Lewis is such an idiot? Jane winced at the disrespectful and inappropriate statement. Robyn probably meant it to be funny, but it wasn’t, especially not after what she’d put them through with this on-again, off-again ordeal. It wasn’t a loving remark in any way. She wished Jake were still there, but he clearly needed to go. Was there some breaking news she was missing?

Now there were four empty places at the table, and three women who sat silent, watching the waiter pour a California red.

Robyn raised her glass, toasting. “To parenthood,” she said. “Never a dull moment. Now, where’s my menu? I’m starving.”

Ow. Melissa had kicked her under the table. Jane could see she was trying to hide her disdain as she raised her glass as well. Jane nudged her in return, sisterly solidarity.

Jane swallowed her first sip of wine. Thinking. First, Melissa had called her, somewhat upset, saying Gracie was missing. Then she wasn’t. Then she was. Then she wasn’t, she was with Lewis and the flat tire. Now she still wasn’t, although the flat was complicated by some car problem and they wouldn’t arrive for dinner. Jane scratched her cheek with one finger. What would she do in the same situation?

“So, Robyn?” Jane didn’t want to overstep any boundaries, but they were almost family. “Would you like me to go pick up Gracie and Lewis? They could leave the car, and someone could take Lewis to get it in the morning.”

“I was thinking the same thing,” Melissa said. “Why should they have to wait in some bleak garage? Poor Gracie must be-”

“Oh, thank you, Jane, but they’re fine. Lewis is always making ridiculous decisions. Probably why he’s out of a job now, right?” Robyn ignored Melissa, directed her words to Jane. “In fact, he says Gracie’s scarfed down a package of Twizzlers and an orange soda, and she’s zonked out, sleeping off her sugar high on the waiting room couch. She adores Twizzlers. She’ll do anything for them.”

She laughed. “Lewis says they’re fine. He’s probably worrying now, stalling, because he knows how unhappy I’ll be.” She took another sip, bigger, and Jane saw a frown cross her face. “And he’s right. My daughter was gone for, what, four hours? Five? I was completely-well, anyway. You can imagine. Should we order?”

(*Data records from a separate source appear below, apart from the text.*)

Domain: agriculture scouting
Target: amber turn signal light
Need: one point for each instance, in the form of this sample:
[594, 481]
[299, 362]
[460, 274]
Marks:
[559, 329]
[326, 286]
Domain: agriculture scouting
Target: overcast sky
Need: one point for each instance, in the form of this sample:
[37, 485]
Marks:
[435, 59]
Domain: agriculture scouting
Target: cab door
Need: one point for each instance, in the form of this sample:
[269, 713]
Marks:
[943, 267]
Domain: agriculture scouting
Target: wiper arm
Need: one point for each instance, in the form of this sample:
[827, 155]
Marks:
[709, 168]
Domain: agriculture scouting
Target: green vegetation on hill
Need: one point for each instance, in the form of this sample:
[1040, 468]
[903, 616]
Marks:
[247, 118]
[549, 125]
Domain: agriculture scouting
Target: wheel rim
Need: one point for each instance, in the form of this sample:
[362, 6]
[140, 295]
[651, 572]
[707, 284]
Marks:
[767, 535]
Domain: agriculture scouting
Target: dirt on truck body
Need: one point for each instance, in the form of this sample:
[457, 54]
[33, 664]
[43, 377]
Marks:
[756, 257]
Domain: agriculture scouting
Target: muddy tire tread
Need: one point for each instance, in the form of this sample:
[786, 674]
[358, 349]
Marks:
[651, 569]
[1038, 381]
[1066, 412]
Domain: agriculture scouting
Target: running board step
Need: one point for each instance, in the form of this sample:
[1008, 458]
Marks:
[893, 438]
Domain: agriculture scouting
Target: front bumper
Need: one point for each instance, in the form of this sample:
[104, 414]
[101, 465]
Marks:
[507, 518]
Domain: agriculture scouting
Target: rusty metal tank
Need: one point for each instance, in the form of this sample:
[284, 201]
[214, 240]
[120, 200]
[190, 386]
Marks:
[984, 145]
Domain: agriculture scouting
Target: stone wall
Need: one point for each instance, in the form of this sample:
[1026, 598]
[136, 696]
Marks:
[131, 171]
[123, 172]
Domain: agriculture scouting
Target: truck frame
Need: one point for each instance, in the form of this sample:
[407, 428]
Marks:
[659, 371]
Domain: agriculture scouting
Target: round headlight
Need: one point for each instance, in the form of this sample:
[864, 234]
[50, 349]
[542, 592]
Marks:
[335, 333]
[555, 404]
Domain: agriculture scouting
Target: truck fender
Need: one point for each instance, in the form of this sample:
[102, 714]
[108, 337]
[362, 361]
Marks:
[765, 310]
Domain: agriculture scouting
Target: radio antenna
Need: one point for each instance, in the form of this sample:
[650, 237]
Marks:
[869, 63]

Jane moved her fork back and forth across the tablecloth, twisting it between two fingers. This was the woman who’d been so upset a few hours ago. Now she sipped wine while her husband and daughter ate candy in a local garage at nine at night. Probably a good thing Melissa and Daniel would soon have Gracie for part of the year. Give the kid a little normal.

One way, then the other. Jane watched the fork make disappearing grooves on the little patch of tablecloth. Robyn was holding forth about some problem Lewis was having, chatty and blithe, as if the episode of the “missing” daughter and husband never occurred.

Something was not right about all this.

The waiter arrived, interrupting Robyn’s monologue, to take their orders. The woman was a talker. As any reporter knew, sometimes that was a good thing.

“Robyn?” Jane returned the puffy leatherette menu, then smiled, attentive and oh so friendly. “How did you and Lewis meet?”

Robyn leaned forward, eyes sparkling, taking center stage. “Well,” she began, “long story short. After the divorce…”

Long story short always meant the opposite, but Jane kept a smile on her face, as with much fluffing of hair and gesturing of hands Robyn spilled her entire history as a divorcee.

“Daniel and I just fell out of love, I guess,” she said. Then a year or so of regrouping, “a single mother doesn’t have the easiest time, but we made do.” And her foray into online dating-“Can you believe it?”-ending up with the “steady and reliable” Lewis Wilhoite. Who she’d known “for years” and reconnected with online.